In hindsight, the common factor was clearly the updates, but as I’d just updated my RHEL 8 development server the day before with no ill effects I didn’t immediately consider a bad update as a possibility. Instead, I reset the BIOS to factory defaults and reviewed all my settings. When that didn’t help, I rummaged through my drawer of spare parts and grabbed an unused NVMe SSD to replace the server’s frustratingly slow HDDs in case they or the RAID configuration was the source of the problem. After installing RHEL 8 on the new drive, I rebooted the server several times to verify everything worked before applying updates. Once again, everything was fine until I applied the GRUB2 updates.
Verifying the Problem
Faced with what now seemed to be a bootloader issue, I went back to my RHEL 8 development server and updated it again. Sure enough, a new GRUB2 update popped up, and when I rebooted after applying it I got stuck at a black screen. Confident that I’d narrowed the issue down to a bugged update, I reinstalled RHEL 8 one last time on my production server — this time, skipping the update step — and set about reinstalling software on it.
When I finished later that night, I got the Red Hat daily digest email summarizing the latest RHEL updates. As it turned out, Red Hat had released patches for the BootHole vulnerability just a few hours before I arrived on-site in the afternoon ready to rebuild my server. (For reference, the RHEL 8 patch is RHSA-2020:3216 and the RHEL 7 patch is RHSA-2020:3217.) I quickly disabled automatic updates on the rest of my servers and wrote up a hasty bug report at 10:15pm.
I woke up on Thursday morning to 50+ email notifications from Bugzilla and a tweet from @nixcraft linking to the bug report.
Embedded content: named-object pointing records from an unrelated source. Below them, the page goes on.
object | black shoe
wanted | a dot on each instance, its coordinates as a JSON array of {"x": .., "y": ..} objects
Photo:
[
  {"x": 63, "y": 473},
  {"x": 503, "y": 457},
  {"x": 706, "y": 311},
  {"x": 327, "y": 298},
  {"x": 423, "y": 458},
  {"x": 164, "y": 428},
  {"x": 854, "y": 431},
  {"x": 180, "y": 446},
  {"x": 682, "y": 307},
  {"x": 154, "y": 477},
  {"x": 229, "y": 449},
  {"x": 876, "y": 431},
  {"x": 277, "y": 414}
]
As the day went on, it became apparent that RHEL 7 was also affected and certain Ubuntu systems were suffering from the fallout of a similar patch.
As of the writing of this post, it seems like the specific issue lies with shim rather than GRUB2 itself. Right now, Red Hat is advising that people avoid the broken updates, and they’ve published various workarounds that may come in handy if you’ve already applied them. For the moment, I still have automatic updates disabled, and I’m hoping that Red Hat will publish fixed versions of GRUB2 and shim soon.
In the end, I spent four hours reinstalling RHEL 8, submitted a hastily written bug report, and became the anonymous “user” mentioned in the first paragraph of an Ars Technica article:
Early this morning, an urgent bug showed up at Red Hat’s bugzilla bug tracker—a user discovered that the RHSA_2020:3216 grub2 security update and RHSA-2020:3218 kernel security update rendered an RHEL 8.2 system unbootable.